The governess also expresses her fondness of the hour she had to herself before going to bed, the time she mostly spent daydreaming. When we combine the daydreaming at these times with the fact that the sightings of ghosts occur either in the transition from night to day or from day to night, we notice a pattern. The governess is haunted at times she uses for self-reflection, which proves there is a personal significance the hauntings bare for her.
All of this suggests that the governess was pushed to her breaking point by the ambiguous expectations of the society she lived in, thus leading to her creating ghostly figures to cope with the feelings she was taught were taboo. As she put it once, she “[f]elt overflow in a deluge”. However, it is not to say that the governess was created as a typical or negative representation of a woman in the Victorian era or that her sexuality drove her mad simply because she was too fragile or too weak to control it. Rather, the parallels drawn should be viewed as a critique of the ideals of the times that were merely mirrored in the governess’s ambiguous look on life and the way she dealt with her emotion as a result of the general view on sexuality and the role of women at the time.

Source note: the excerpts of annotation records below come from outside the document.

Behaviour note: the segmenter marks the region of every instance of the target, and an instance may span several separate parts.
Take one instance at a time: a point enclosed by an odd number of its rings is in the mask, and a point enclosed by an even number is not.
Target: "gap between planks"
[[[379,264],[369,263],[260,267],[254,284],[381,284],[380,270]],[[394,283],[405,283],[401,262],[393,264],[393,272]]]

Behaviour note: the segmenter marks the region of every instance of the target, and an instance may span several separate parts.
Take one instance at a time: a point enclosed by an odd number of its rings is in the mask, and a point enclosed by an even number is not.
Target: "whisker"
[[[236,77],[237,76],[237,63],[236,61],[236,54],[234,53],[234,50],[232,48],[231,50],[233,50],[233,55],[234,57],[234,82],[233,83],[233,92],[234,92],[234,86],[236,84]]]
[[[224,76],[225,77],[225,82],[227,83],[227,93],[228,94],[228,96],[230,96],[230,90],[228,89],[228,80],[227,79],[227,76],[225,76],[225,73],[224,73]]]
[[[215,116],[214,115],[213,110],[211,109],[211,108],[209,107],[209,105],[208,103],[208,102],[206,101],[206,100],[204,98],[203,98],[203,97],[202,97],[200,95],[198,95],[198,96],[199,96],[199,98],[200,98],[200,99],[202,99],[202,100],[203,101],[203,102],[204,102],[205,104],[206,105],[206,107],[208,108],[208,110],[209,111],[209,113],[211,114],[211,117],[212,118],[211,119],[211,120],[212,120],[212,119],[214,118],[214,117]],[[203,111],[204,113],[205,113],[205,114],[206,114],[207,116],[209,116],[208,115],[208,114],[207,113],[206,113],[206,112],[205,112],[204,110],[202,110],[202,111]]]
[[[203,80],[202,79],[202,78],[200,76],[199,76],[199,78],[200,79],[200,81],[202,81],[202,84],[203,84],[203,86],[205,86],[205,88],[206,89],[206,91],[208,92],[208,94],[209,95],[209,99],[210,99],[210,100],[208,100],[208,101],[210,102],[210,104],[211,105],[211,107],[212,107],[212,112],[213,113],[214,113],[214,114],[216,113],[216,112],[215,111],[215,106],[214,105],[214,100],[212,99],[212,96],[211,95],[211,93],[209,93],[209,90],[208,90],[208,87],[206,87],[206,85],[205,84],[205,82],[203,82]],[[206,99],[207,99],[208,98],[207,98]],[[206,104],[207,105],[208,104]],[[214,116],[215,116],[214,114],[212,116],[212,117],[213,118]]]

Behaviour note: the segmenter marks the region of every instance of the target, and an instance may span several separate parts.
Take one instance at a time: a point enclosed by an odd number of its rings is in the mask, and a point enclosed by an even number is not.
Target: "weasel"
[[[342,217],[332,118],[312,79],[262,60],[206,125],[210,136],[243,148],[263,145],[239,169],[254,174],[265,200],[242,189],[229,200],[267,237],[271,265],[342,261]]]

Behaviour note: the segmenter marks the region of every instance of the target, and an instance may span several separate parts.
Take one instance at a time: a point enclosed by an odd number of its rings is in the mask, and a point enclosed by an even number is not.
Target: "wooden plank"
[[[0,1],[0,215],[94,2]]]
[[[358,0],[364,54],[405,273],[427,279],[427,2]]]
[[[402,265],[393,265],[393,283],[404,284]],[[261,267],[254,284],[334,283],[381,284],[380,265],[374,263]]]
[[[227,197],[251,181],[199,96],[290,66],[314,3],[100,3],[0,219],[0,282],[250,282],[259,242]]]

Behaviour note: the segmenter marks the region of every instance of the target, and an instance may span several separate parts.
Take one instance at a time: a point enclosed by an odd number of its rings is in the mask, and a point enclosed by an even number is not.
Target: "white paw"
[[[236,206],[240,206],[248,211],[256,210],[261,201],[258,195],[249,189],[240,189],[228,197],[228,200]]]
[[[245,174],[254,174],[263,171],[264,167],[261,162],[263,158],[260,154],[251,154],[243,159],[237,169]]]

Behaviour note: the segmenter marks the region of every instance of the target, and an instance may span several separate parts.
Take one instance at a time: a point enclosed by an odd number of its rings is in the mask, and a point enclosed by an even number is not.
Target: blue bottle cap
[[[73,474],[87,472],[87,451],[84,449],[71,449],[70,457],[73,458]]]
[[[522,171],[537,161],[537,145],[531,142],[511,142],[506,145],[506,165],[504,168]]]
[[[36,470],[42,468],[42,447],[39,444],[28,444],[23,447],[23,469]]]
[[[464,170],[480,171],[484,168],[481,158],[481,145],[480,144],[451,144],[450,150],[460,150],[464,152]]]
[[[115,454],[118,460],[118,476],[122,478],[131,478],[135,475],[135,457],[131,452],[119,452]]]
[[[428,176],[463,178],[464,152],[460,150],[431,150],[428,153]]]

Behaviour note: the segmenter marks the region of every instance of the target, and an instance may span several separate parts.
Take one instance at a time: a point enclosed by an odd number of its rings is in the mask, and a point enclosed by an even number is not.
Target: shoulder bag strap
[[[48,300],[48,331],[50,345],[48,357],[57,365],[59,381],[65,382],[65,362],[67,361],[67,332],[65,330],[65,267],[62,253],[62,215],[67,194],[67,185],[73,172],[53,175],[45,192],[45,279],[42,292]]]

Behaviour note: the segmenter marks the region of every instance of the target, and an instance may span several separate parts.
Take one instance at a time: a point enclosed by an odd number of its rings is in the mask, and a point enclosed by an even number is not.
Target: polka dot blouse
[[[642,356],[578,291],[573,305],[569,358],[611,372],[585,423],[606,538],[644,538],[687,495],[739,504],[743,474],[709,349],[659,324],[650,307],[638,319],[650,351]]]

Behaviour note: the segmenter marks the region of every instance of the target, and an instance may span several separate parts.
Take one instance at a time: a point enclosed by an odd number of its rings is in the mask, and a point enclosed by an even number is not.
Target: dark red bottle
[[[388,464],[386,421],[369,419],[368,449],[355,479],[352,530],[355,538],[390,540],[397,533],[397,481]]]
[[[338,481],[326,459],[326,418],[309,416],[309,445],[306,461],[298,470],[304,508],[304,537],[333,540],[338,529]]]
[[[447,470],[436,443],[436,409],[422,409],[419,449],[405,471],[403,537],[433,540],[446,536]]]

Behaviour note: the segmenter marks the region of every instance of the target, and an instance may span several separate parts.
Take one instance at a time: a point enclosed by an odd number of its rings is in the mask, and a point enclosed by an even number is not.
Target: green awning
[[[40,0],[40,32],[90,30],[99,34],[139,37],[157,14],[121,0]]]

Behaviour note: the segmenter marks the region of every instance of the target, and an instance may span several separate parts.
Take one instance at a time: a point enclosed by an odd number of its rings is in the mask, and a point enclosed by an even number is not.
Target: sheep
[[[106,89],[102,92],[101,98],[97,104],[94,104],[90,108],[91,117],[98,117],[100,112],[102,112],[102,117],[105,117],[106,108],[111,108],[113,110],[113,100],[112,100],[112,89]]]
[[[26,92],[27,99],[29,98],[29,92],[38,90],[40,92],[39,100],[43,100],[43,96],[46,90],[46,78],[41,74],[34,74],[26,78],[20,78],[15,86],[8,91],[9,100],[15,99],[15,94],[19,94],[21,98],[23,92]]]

The delusions and tragic events at Bly are a result of norms that were expected to be followed. Throughout the novel it is evident that the governess is suppressing both her sexual and her romantic feelings and realizing them through means of fantasizing. Later on, this kind of behavior results in her projecting her desires, of which she believed were corrupt, onto fictional ghosts of her imagination. As previously stated, this was all dictated by the society she was part of. The expectation to marry and to repress her emotions lead to not only her delusions but also the demise of those closest to her. This further proves that the norms people collectively decide to live by have a deeper and more severe impact on people than evident in our day-to-day lives.
Bibliography
- Degler, Carl N. 1974. 'What Ought to Be and What Was: Women's Sexuality in the Nineteenth Century.' The American Historical Review 79, no. 5: 1467-490. https://doi:10.2307/1851777.
- Goddard, Harold C. 1957. 'A Pre-Freudian Reading of The Turn of the Screw.' Nineteenth-Century Fiction 12, no. 1: 1-36. https://doi:10.2307/3044415.
- Gorham, Deborah. 2012. The Victorian Girl and the Feminine. London: Imprint Routledge. https://doi.org/10.4324/9780203104095.
- Halttunen, Karen. 1988. “'Through the Cracked and Fragmented Self': William James and The Turn of the Screw.”: American Quarterly 40, No. 4: 472-490.
- James, Henry. 2017. “The Turn of the Screw.” In The Turn of the Screw and Other Ghost Stories, edited by Susie Boyt, 148–258. London: Penguin Classics.
- Nardin, Jane. 1978. ''The Turn of the Screw': The Victorian Background.' A Journal for the Interdisciplinary Study of Literature 12, no. 1: 131-42.